When my kids were little I was kind of stuck... a super morbidly obese, slightly unhappy, tired, lonely, stay at home, college drop out, mother. The first change I made was going back to school and finishing that degree. I got better grades then I did as a younger student because I knew the importance of that degree and I was motivated (straight A's... 98 and 100 percents in most courses). It's amazing what a little motivation can do. I started volunteering which led to a part time job at my children's school. I love volunteering and I love working with children. The job was great because I still got to be "mom" when the kids were home, but I got to get out and meet people and make a little money. From that job, I got a better job at the school, and then I got another job that paid even better. Then I tackled the super morbidly obesity issue... and it was a good change. It was a great change. It was scary to give up my protective layer, there were reasons I kept it so long, but it was a great change. Losing 160 pounds has been surreal and the coolest experience. I love the way I feel. I am just full of energy these days. I could walk all day. I still have some weight to lose, but my body feels good to me now. I am fine with myself... just still aiming for that smaller size. I learned that I love running and moving and the more I move the more I want to move. "A body in motion, stays in motion" and "energy creates energy". From these changes have come other changes. Next Friday, I am interviewing for another position that I really want with my school district, and from there who knows... Recently, I have realized that I was unhappy with some relationships, and I am starting to change those. I know I can't change other people, so I have become comfortable with the idea that if it doesn't make me happy, then I can take care of myself. I just need to keep moving.

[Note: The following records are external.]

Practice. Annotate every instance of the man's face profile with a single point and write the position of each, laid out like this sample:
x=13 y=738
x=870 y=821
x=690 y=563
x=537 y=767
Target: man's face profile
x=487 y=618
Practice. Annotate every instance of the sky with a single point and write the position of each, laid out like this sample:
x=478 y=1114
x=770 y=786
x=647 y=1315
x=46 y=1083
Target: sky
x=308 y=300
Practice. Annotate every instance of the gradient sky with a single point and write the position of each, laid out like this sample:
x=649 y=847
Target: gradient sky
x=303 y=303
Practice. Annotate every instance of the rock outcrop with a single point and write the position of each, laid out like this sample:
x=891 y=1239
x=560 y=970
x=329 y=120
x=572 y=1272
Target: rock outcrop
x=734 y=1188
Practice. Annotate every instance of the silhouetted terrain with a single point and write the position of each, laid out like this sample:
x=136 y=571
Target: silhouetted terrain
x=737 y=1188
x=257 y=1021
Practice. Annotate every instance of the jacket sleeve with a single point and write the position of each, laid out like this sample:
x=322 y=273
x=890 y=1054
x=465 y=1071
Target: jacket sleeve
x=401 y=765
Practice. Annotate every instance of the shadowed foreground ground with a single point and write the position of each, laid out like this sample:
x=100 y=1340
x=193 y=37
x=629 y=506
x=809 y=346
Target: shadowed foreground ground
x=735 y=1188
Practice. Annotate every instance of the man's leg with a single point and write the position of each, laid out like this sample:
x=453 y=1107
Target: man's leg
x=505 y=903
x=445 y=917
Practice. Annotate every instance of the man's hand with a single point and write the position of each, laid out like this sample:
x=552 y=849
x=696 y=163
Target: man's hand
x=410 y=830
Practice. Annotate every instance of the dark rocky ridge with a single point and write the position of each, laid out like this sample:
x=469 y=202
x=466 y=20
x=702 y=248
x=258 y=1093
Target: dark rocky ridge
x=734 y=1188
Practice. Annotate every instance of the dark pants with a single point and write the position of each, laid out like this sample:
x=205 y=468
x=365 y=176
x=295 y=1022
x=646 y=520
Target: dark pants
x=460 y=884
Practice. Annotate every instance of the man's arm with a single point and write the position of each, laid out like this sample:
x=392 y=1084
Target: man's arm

I am turning 39 on Sunday. When I turned 29, I was depressed and sad because my life wasn't where I wanted it. I am feeling much happier and more optimistic these days. I feel in control of my life most days. There are days where I feel like a bit of a confused mess, but it's my mess and when I sort out what I want, I will achieve it. My husband told me I was having a midlife crisis the other day. I looked at all these changes the other day and I wondered if maybe I was having some kind of mid life crisis, but a good friend and fellow sparker reminded me the other day that even if that is what it is, there are reasons for a midlife crisis. It really is about knowing that I want to live the rest of my life happier, than I was during that first half. So, I am running with it... if a midlife crisis helped me achieve a BA, a healthier body, and freedom to enjoy my life.... Hooray for the midlife crisis! I am just going to keep on moving forward. Change is scary, but it can be so good.